Holland-on-Sea has a football club called Holland F.C. and also is home to Clacton Cricket Club.

==Climate==
In East Anglia, the warmest time of the year is July and August, when maximum temperatures average around 21 °C (70 °F). The coolest time of the year is January and February, when minimum temperatures average around 1 °C (34 °F)

East Anglia's average annual rainfall is about 605 millimetres (23¾"), with October to January being the wettest months.

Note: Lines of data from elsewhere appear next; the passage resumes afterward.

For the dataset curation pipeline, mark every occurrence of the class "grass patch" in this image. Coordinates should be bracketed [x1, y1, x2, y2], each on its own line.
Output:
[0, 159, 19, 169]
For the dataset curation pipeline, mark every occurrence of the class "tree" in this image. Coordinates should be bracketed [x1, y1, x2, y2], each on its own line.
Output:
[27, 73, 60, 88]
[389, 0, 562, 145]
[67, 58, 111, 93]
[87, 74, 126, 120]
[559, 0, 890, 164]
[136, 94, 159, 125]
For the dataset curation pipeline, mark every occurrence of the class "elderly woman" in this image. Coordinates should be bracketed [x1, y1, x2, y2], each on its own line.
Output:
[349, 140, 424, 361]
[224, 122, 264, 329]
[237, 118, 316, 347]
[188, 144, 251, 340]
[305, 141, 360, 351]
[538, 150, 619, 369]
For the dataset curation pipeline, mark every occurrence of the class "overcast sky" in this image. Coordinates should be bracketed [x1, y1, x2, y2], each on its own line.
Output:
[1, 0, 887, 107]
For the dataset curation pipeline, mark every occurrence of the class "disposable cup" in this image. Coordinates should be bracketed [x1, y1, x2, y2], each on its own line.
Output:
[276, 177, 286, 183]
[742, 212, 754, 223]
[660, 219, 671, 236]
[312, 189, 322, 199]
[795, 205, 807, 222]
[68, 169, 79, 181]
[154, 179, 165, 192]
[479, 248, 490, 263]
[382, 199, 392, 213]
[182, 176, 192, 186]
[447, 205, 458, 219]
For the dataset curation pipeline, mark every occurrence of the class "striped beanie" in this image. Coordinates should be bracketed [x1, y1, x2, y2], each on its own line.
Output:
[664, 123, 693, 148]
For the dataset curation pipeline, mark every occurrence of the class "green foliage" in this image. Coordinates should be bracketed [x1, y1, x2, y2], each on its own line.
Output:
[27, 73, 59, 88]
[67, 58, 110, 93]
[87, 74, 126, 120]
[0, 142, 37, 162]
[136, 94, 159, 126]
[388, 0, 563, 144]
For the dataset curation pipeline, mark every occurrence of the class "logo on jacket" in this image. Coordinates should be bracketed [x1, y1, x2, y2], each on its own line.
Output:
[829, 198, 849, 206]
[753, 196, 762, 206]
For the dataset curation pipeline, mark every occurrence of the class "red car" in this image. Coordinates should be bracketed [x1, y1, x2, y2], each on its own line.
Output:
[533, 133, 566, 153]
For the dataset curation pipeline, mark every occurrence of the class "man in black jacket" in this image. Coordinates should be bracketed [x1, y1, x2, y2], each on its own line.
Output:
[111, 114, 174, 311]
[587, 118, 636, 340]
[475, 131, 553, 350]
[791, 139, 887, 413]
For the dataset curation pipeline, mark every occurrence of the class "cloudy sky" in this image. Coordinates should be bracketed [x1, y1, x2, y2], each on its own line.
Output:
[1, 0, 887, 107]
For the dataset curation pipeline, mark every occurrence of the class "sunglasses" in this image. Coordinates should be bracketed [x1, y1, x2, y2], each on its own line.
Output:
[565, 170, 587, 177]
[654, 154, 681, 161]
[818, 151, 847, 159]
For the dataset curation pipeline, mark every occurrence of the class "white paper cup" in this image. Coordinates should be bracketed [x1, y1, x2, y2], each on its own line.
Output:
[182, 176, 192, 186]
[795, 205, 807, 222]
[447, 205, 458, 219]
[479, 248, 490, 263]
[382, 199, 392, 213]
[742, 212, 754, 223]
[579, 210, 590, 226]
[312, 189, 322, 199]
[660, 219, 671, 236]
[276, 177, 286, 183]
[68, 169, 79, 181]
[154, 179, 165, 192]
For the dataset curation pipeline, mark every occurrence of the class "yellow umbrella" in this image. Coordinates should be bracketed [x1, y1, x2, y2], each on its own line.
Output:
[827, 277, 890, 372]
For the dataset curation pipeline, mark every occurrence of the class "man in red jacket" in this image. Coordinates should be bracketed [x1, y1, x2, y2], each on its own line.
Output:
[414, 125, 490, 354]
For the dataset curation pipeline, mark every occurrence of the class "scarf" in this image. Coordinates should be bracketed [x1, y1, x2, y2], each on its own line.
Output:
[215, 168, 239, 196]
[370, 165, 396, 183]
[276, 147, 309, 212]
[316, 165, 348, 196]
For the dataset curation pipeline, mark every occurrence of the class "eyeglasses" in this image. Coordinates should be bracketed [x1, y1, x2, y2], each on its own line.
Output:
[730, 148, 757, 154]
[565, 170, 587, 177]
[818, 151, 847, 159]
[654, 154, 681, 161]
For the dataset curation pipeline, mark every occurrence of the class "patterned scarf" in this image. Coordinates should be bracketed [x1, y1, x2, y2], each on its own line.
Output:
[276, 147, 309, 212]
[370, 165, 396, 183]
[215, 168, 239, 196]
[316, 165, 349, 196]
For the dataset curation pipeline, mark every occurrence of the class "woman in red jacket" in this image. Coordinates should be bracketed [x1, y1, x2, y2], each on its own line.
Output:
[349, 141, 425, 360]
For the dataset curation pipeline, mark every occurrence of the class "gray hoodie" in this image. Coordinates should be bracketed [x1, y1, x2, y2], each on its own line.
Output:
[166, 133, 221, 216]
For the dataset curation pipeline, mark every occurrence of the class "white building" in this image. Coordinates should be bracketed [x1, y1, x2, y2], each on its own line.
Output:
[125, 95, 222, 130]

Climate data for East Anglia (1971–2000 averages)
| Month | Jan | Feb | Mar | Apr | May | Jun | Jul | Aug | Sep | Oct | Nov | Dec | Year |
| Mean daily maximum °F (°C) | 44.1 (6.7) | 44.8 (7.1) | 49.8 (9.9) | 54.1 (12.3) | 61.0 (16.1) | 66.2 (19.0) | 71.2 (21.8) | 71.4 (21.9) | 65.5 (18.6) | 57.9 (14.4) | 49.6 (9.8) | 45.7 (7.6) | 56.8 (13.8) |
| Mean daily minimum °F (°C) | 34.0 (1.1) | 33.6 (0.9) | 36.7 (2.6) | 39.0 (3.9) | 44.1 (6.7) | 49.3 (9.6) | 53.2 (11.8) | 53.2 (11.8) | 49.8 (9.9) | 44.6 (7.0) | 38.5 (3.6) | 35.8 (2.1) | 42.8 (6.0) |
| Average rainfall inches (mm) | 2.10 (53.4) | 1.46 (37.2) | 1.76 (44.8) | 1.78 (45.3) | 1.76 (44.8) | 2.14 (54.3) | 1.81 (46.0) | 1.97 (50.1) | 2.19 (55.6) | 2.32 (59.0) | 2.30 (58.5) | 2.24 (56.8) | 23.85 (605.8) |
Source: East Anglia 1971–2000 averages

==Notable residents==
The singer Sade lived in the town with her family between the ages of 11 and 18.

The history professor, W. David McIntyre lived in the town during a sabbatical from the University of Canterbury with his wife and children in the early 1970s.